Expressive power (computer science)

Last updated August 27, 2023

In computer science, the expressive power (also called expressiveness or expressivity) of a language is the breadth of ideas that can be represented and communicated in that language. The more expressive a language is, the greater the variety and quantity of ideas it can be used to represent.

For example, the Web Ontology Language expression language profile (OWL2 EL) lacks ideas (such as negation) that can be expressed in OWL2 RL (rule language). OWL2 EL may therefore be said to have less expressive power than OWL2 RL. These restrictions allow for more efficient (polynomial time) reasoning in OWL2 EL than in OWL2 RL. So OWL2 EL trades some expressive power for more efficient reasoning (processing of the knowledge representation language).^[1]

Information description

The term expressive power may be used with a range of meaning. It may mean a measure of the ideas expressible in that language:^[2]

regardless of ease (theoretical expressivity)
concisely and readily (practical expressivity)

The first sense dominates in areas of mathematics and logic that deal with the formal description of languages and their meaning, such as formal language theory, mathematical logic and process algebra.^[2]

In informal discussions, the term often refers to the second sense, or to both. This is often the case when discussing programming languages.^[3]^{[ page needed ]} Efforts have been made to formalize these informal uses of the term.^[4]

The notion of expressive power is always relative to a particular kind of thing that the language in question can describe, and the term is normally used when comparing languages that describe the same kind of things, or at least comparable kinds of things.^[4]

The design of languages and formalisms involves a trade-off between expressive power and analyzability. The more a formalism can express, the harder it becomes to understand what instances of the formalism say. Decision problems become harder to answer or completely undecidable.^[5]

Examples

In formal language theory

Formal language theory mostly studies formalisms to describe sets of strings, such as context-free grammars and regular expressions. Each instance of a formalism, e.g. each grammar and each regular expression, describes a particular set of strings. In this context, the expressive power of a formalism is the set of sets of strings its instances describe, and comparing expressive power is a matter of comparing these sets.

An important yardstick for describing the relative expressive power of formalisms in this area is the Chomsky hierarchy. It says, for instance, that regular expressions, nondeterministic finite automata and regular grammars have equal expressive power, while that of context-free grammars is greater; what this means is that the sets of sets of strings described by the first three formalisms are equal, and a proper subset of the set of sets of strings described by context-free grammars.

In this area, the cost of expressive power is a central topic of study. It is known, for instance, that deciding whether two arbitrary regular expressions describe the same set of strings is hard, while doing the same for arbitrary context-free grammars is completely impossible. However, it can still be efficiently decided whether any given string is in the set.

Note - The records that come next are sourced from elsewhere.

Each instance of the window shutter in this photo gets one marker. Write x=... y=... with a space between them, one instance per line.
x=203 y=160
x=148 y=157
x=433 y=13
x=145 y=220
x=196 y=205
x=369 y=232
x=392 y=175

For more expressive formalisms, this problem can be harder, or even undecidable. For a Turing complete formalism, such as arbitrary formal grammars, not only this problem, but every nontrivial property regarding the set of strings they describe is undecidable, a fact known as Rice's Theorem.

There are some results on conciseness as well; for instance, nondeterministic finite automata and regular grammars are more concise than regular expressions, in the sense that the latter can be translated to the former without a blowup in size (i.e. in O(1)), while the reverse is not possible.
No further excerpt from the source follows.